What goes up usually has to come back down. Best know how to do it safely.
The lessons that stick with me most are the ones where I can find the time to reflect on what happened without all the emotional baggage that usually comes truly bad decisions. In other words, nobody got hurt and I won't make that mistake again.
What mistake? Taking two kids up a sketchy slope before they were ready. Which kids? Lilly and Henry. Where? Above Narada Falls in Mount Rainier National Park.
Looking up from the end of the maintenance road the slope didn't look so bad. The snow conditions felt stable and the avalanche forecast wasn't anything to be concerned about. There was a track switchbacking up the steep hill and many others had been on it already this morning since this was a popular access into the Tatoosh Range during Winter.

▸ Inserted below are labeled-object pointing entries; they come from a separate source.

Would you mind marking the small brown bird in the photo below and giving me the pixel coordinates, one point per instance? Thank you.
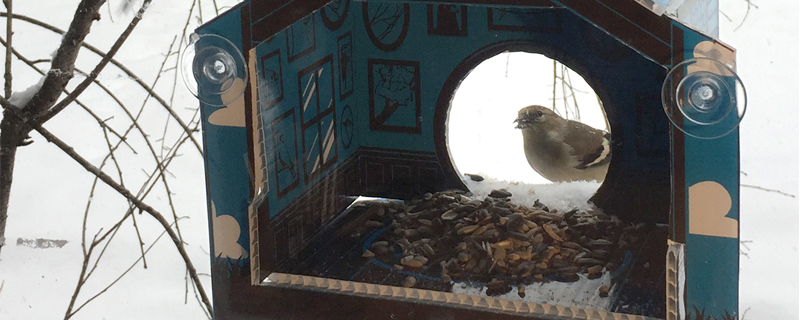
(563, 150)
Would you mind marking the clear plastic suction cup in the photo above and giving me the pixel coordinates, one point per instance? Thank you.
(210, 67)
(704, 98)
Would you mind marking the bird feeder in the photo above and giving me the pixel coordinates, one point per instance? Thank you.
(307, 104)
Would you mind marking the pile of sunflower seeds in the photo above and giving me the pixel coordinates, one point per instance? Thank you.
(453, 236)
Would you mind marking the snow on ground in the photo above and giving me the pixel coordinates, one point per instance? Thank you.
(50, 191)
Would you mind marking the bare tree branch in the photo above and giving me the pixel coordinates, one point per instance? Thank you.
(131, 74)
(13, 130)
(9, 33)
(128, 195)
(48, 114)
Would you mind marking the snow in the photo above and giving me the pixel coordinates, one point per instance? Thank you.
(50, 191)
(21, 98)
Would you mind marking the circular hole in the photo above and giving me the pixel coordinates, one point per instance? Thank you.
(219, 67)
(481, 133)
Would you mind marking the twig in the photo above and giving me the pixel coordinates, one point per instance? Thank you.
(9, 33)
(555, 75)
(46, 115)
(123, 273)
(749, 4)
(767, 190)
(32, 64)
(13, 130)
(117, 64)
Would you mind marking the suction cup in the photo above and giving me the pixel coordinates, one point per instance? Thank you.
(210, 65)
(704, 98)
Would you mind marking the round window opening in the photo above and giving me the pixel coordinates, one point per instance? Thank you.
(490, 134)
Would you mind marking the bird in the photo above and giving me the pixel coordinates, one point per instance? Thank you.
(563, 150)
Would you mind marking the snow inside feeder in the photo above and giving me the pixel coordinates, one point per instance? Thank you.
(350, 99)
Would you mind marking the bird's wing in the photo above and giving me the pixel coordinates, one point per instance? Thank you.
(590, 147)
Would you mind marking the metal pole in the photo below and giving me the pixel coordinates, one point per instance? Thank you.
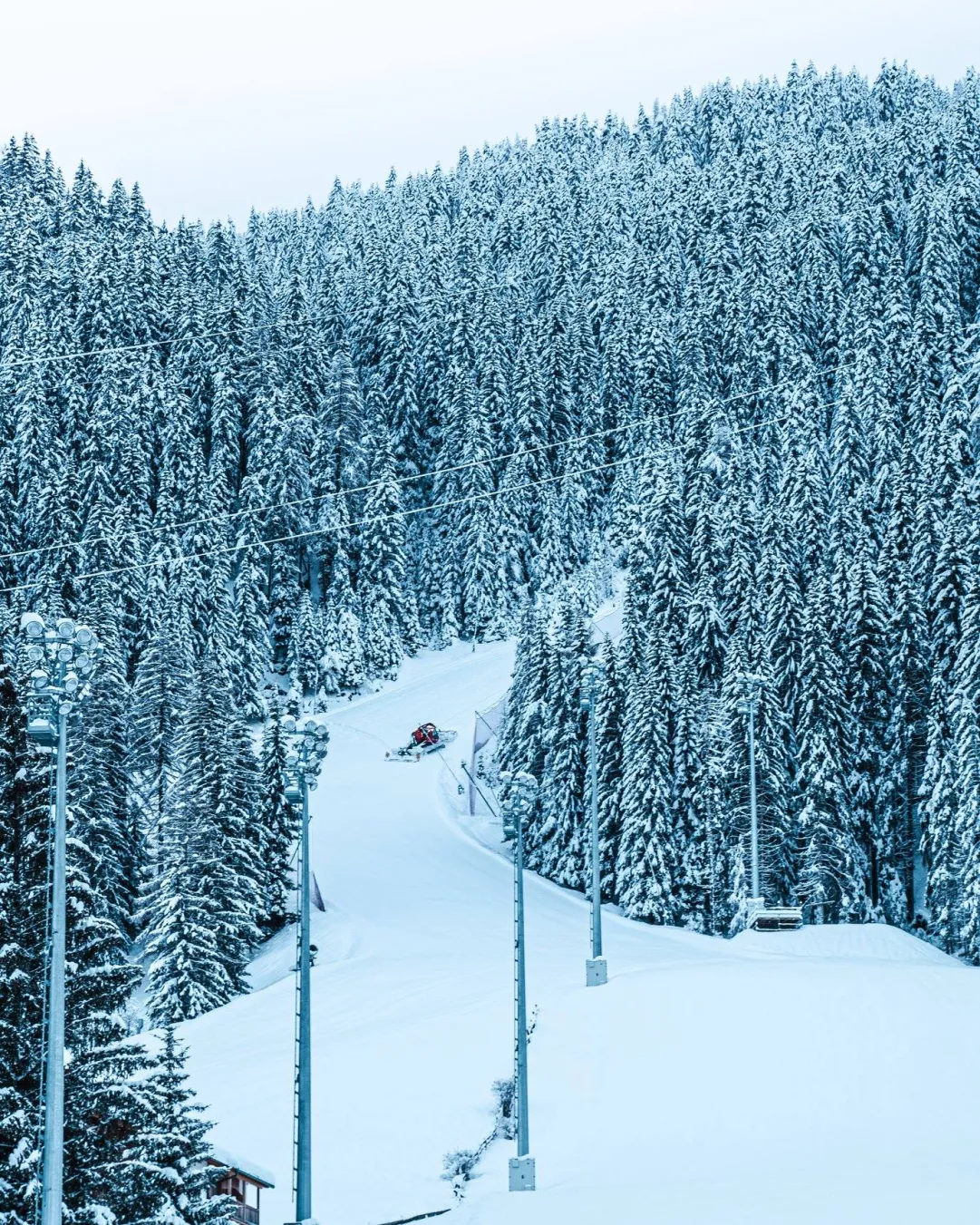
(597, 869)
(596, 967)
(54, 1075)
(304, 1162)
(752, 792)
(520, 1009)
(522, 1166)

Yet I thought initially we'd wind our way up through the trees. The guides all suggest taking the longer, safer route when the snow wasn't stable, but that didn't apply this time. It didn't apply to us.
(It should have.)
Up we went. Pretty quickly I started feeling uneasy. Lilly and Henry are both pretty strong snowshoers, but they're still only eight and 11. And although they've played with ice axes they don't have any practical experience, not to mention we weren't carrying axes. Instead, I stuck very, very close to them, slightly downhill, and they used trekking poles without snow baskets to approximate an axe's spike.
When we got to a switchback about half way up we could have continued straight about 50 feet into the trees. Looking at the remaining slope above us I figured we could continue up without too much more trouble. While my gut told me to head for the trees my head said that was too much trouble and would take too much time. Just one more switchback and we'll be at the top.
At the next switchback my common sense finally kicked in. Instead of heading back out onto the open slope we broke trail into the trees. I wish I could say there was some triumphant moment when the slope gave out and slid where we would have been. Or that once in the safety of the trees one of the kids lost their footing, but only slid a few feet. Nope. Nothing like that at all. We sat on the bare rocks for a few minutes so they could snack and I could think through what I had done wrong.
It all came down to not trusting my instincts. Even before I saw the slope my instinct told me to play it safe in the trees. Once we were on the snow I felt like we should retreat. Even nearly all the way up the hill I kept pushing when the safer route was obviously the better choice.
At eight and 11 the kids are old enough that I can talk with them about times like this at least in abstract ways. While we clambered up the bare ground through the trees and along the snowy road to Reflection Lakes we discussed what might have been done better. They know I make mistakes so this wasn't new, but it was the first time we'd had a chance to talk it through while still on the adventure.
As valuable as the discussion was, the topic faded when we got to Reflection Lake and dropped our packs. It was a beautiful sunny day, though the Mountain was hiding behind her own clouds that seemed to move past and then somehow reappear. (It's only in the time lapse below that it's easy to see the clouds forming just when you think it's going to clear.)
(Don't worry. I now have a tripod mount for my iPhone.)
We played on the snowy beach for an hour or more before returning to Narada Falls. Standing above the slope we agreed that we didn't want to head down that way. (Had I been with my usual hiking buddies we'd have glissaded it and had a great run.) Instead, we followed the well-trod track to the route through the woods we should have taken up in the first place. There, the kids did get to glissade a few short hills and I was happy that I wasn't placing them in unnecessary danger.
The moral of the story is you need to trust your instincts. When I'm out on a big mountain any one of our party can make the call that sends us home without a summit. Instincts can play that role when there's no one else around. Listen to your gut and make the best decisions you can. Most importantly, when it's all done look back and think about what you could have done better. And never be too proud to admit you could have made better decisions.